[PATCH 1/3] md: set MD_CHANGE_PENDING in a atomic region

From: Guoqing Jiang
Date: Tue May 03 2016 - 22:23:27 EST


Some code waits for a metadata update by:

1. flagging that it is needed (MD_CHANGE_DEVS or MD_CHANGE_CLEAN)
2. setting MD_CHANGE_PENDING and waking the management thread
3. waiting for MD_CHANGE_PENDING to be cleared

If the first two are done without locking, the code in md_update_sb()
which checks if it needs to repeat might test if an update is needed
before step 1, then clear MD_CHANGE_PENDING after step 2, resulting
in the wait returning early.

So make sure all places that set MD_CHANGE_PENDING are atomicial, and
bit_clear_unless (suggested by Neil) is introduced for the purpose.

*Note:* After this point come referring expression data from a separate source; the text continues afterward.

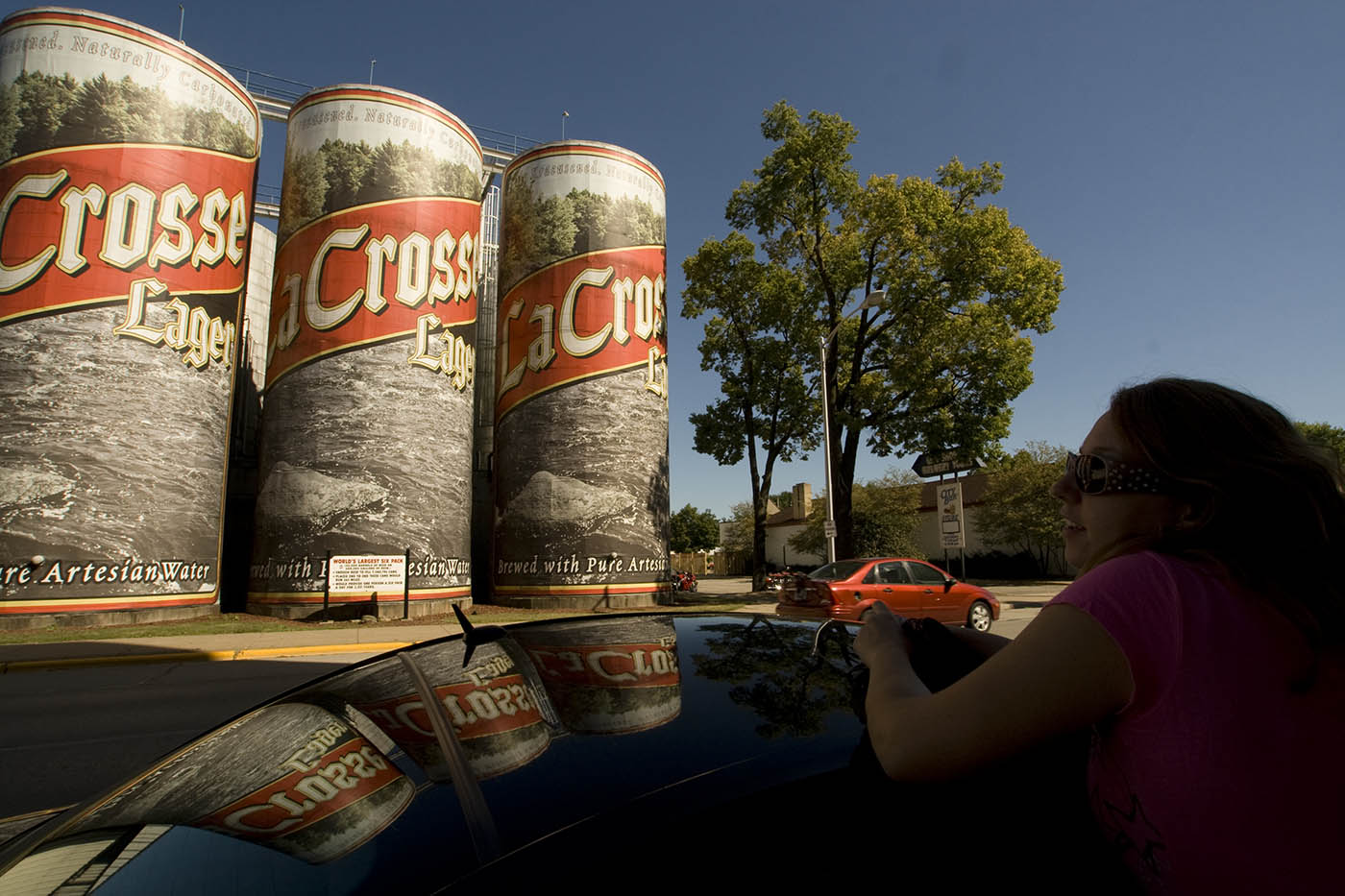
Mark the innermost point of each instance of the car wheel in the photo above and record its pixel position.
(979, 617)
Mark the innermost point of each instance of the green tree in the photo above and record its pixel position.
(100, 113)
(347, 167)
(303, 191)
(750, 339)
(9, 120)
(938, 363)
(1325, 435)
(43, 101)
(737, 534)
(885, 513)
(692, 529)
(1018, 510)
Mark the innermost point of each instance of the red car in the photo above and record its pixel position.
(846, 588)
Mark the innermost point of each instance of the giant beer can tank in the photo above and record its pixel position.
(125, 201)
(367, 422)
(581, 419)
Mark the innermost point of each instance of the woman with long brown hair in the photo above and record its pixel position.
(1200, 642)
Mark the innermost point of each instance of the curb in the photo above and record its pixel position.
(204, 655)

Cc: Martin Kepplinger <martink@xxxxxxxxx>
Cc: Andrew Morton <akpm@xxxxxxxxxxxxxxxxxxxx>
Cc: Denys Vlasenko <dvlasenk@xxxxxxxxxx>
Cc: Sasha Levin <sasha.levin@xxxxxxxxxx>
Cc: <linux-kernel@xxxxxxxxxxxxxxx>
Reviewed-by: NeilBrown <neilb@xxxxxxxx>
Signed-off-by: Guoqing Jiang <gqjiang@xxxxxxxx>
---
drivers/md/md.c | 27 ++++++++++++++-------------
drivers/md/raid1.c | 4 ++--
drivers/md/raid10.c | 8 ++++----
drivers/md/raid5-cache.c | 4 ++--
drivers/md/raid5.c | 4 ++--
include/linux/bitops.h | 16 ++++++++++++++++
6 files changed, 40 insertions(+), 23 deletions(-)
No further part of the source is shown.